A transcript crawler, search engine and explorer for SRF news and talk shows. http://srf-transcriptor.herokuapp.com/
This was implemented at the SRG SSR Hackdays 2014 and is mostly a proof of concept.
Documentation of data formats used can be found in the wiki.
npm install
npm start
This will start the server on localhost:3000
serving API endpoints for searching and recieving transcripts. Additionally angular/dist
is served statically.
Api Example: http://srf-transcriptor.herokuapp.com/search?q=Geri%20M%C3%BCller
The front end build is checked in for easy deploy to heroku of the whole application.

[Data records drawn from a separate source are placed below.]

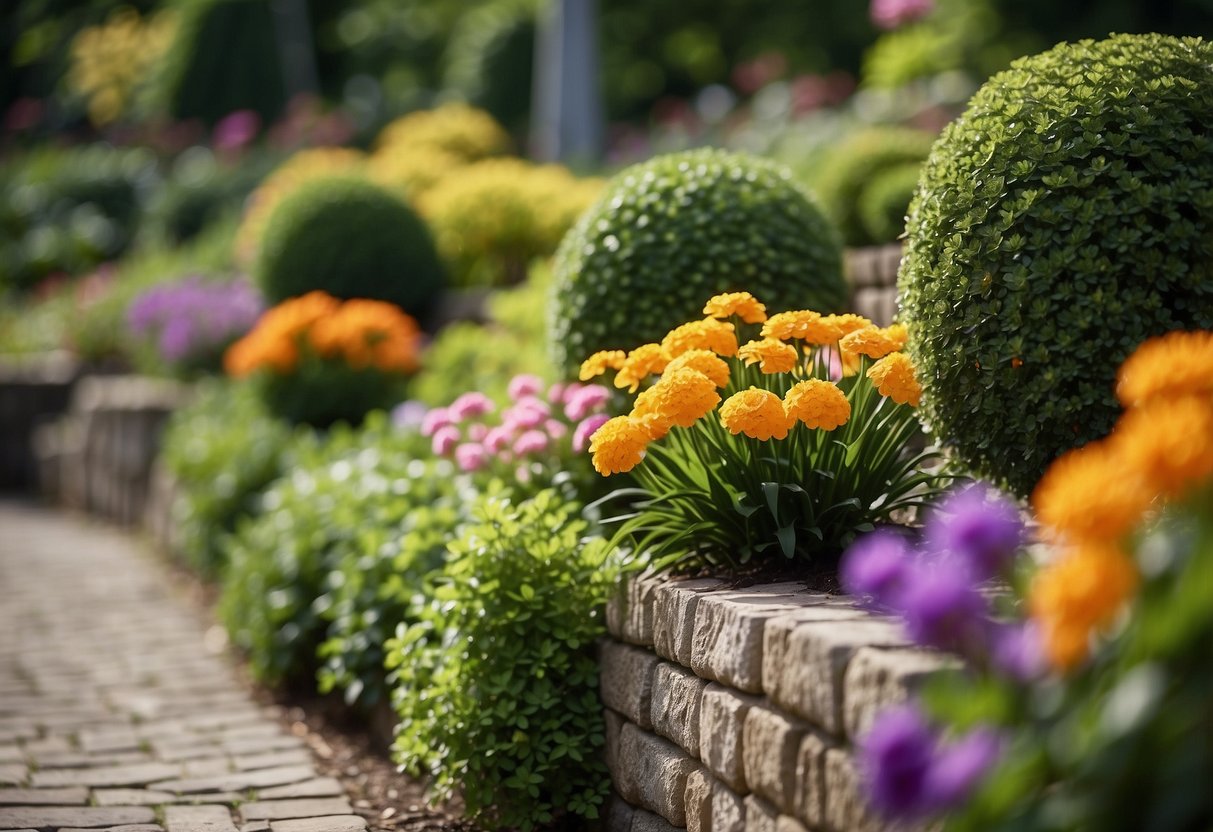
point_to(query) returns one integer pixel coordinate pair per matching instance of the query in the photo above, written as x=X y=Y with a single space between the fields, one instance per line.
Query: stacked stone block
x=736 y=710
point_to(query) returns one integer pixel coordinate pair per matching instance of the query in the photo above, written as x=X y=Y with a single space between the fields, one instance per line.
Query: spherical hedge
x=352 y=239
x=672 y=232
x=1063 y=220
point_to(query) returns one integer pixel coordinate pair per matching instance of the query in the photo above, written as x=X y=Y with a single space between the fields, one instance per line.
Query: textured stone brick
x=722 y=717
x=198 y=819
x=630 y=609
x=770 y=745
x=275 y=810
x=810 y=681
x=626 y=681
x=728 y=640
x=653 y=774
x=877 y=678
x=676 y=700
x=810 y=779
x=699 y=801
x=673 y=616
x=761 y=816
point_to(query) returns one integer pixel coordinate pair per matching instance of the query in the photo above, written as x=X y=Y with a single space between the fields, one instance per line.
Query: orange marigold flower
x=742 y=305
x=710 y=334
x=681 y=398
x=818 y=403
x=848 y=323
x=1172 y=365
x=755 y=412
x=770 y=354
x=893 y=376
x=1091 y=494
x=619 y=445
x=602 y=362
x=1078 y=593
x=643 y=362
x=704 y=360
x=1168 y=443
x=869 y=341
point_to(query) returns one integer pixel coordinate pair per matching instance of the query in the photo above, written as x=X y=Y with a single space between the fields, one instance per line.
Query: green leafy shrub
x=496 y=685
x=676 y=229
x=884 y=201
x=352 y=239
x=854 y=165
x=223 y=449
x=337 y=499
x=1064 y=218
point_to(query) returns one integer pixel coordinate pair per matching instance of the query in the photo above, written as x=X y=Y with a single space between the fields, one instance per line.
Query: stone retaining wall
x=735 y=710
x=100 y=456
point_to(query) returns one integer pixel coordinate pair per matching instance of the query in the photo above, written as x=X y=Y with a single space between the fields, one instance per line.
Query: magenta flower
x=471 y=456
x=585 y=429
x=523 y=386
x=444 y=439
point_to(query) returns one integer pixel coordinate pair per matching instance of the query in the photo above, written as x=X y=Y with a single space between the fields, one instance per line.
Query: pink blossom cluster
x=536 y=426
x=893 y=13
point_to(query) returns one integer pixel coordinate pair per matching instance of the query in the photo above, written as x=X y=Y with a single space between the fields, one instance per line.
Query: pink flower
x=533 y=442
x=470 y=405
x=523 y=385
x=471 y=456
x=496 y=439
x=436 y=419
x=586 y=429
x=444 y=439
x=893 y=13
x=586 y=400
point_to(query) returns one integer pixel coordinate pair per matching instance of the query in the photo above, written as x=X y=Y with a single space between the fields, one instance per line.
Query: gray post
x=567 y=121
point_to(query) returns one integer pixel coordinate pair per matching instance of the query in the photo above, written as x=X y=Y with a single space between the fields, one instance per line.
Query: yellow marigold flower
x=602 y=362
x=641 y=363
x=708 y=334
x=619 y=445
x=869 y=341
x=755 y=412
x=1168 y=443
x=681 y=398
x=893 y=376
x=742 y=305
x=704 y=360
x=1091 y=495
x=897 y=334
x=848 y=323
x=772 y=355
x=816 y=403
x=1167 y=366
x=1077 y=594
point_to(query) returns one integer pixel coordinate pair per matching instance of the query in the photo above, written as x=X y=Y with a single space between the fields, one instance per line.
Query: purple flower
x=943 y=609
x=523 y=385
x=960 y=767
x=876 y=566
x=979 y=528
x=586 y=429
x=894 y=759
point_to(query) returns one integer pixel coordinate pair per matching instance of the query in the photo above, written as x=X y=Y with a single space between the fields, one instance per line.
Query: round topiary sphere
x=672 y=232
x=1065 y=217
x=352 y=239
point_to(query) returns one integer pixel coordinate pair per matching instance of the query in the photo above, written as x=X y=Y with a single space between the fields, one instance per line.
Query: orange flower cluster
x=358 y=332
x=1091 y=499
x=690 y=366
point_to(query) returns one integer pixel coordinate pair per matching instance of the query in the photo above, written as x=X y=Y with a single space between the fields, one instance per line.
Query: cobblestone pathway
x=115 y=714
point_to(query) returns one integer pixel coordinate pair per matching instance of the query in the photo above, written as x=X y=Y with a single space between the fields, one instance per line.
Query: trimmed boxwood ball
x=1065 y=217
x=352 y=239
x=670 y=233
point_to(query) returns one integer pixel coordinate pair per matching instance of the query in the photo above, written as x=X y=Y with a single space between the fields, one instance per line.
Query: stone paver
x=114 y=712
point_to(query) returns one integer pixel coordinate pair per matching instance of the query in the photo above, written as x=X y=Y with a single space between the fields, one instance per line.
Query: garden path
x=119 y=708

Could be optimized in the future.
npm install
npm start
cd angular/
npm install
bower install
grunt serve
The front end dev server will relay requests to the API endpoints to localhost:3000
via grunt-connect-proxy - make sure to also run the main server from the root directory.
The crawler is part of the backend.
cd backend
grunt --help
grunt add:show --id=3b016ffc-afa2-466d-a694-c48b7ffe1783
This will fetch episode information and transcripts of all added shows.
grunt fetch:shows
grunt fetch:transcripts
grunt parse:transcripts
grunt parse:shows
Currently the processed data needs to be checked in for deployment.
- Node.js
- Grunt
- Bower
- Compass
There is an experimental algorithm included to compose short clips out of text.
Usage:
node backend/clip -m 'Krieg in eine Weile her und es wird Sie eine Weile nicht sehen können, den Fall von ihm zu bekommen, ist nicht ein Problem mit ihm für eine Weile her,'
A MP4 clip will be composed and saved to backend/clips
, alongside with a JSON file with the source meta data.
Above message is sourced from @lauraperrenoud tweet and translated to German with Google Translate.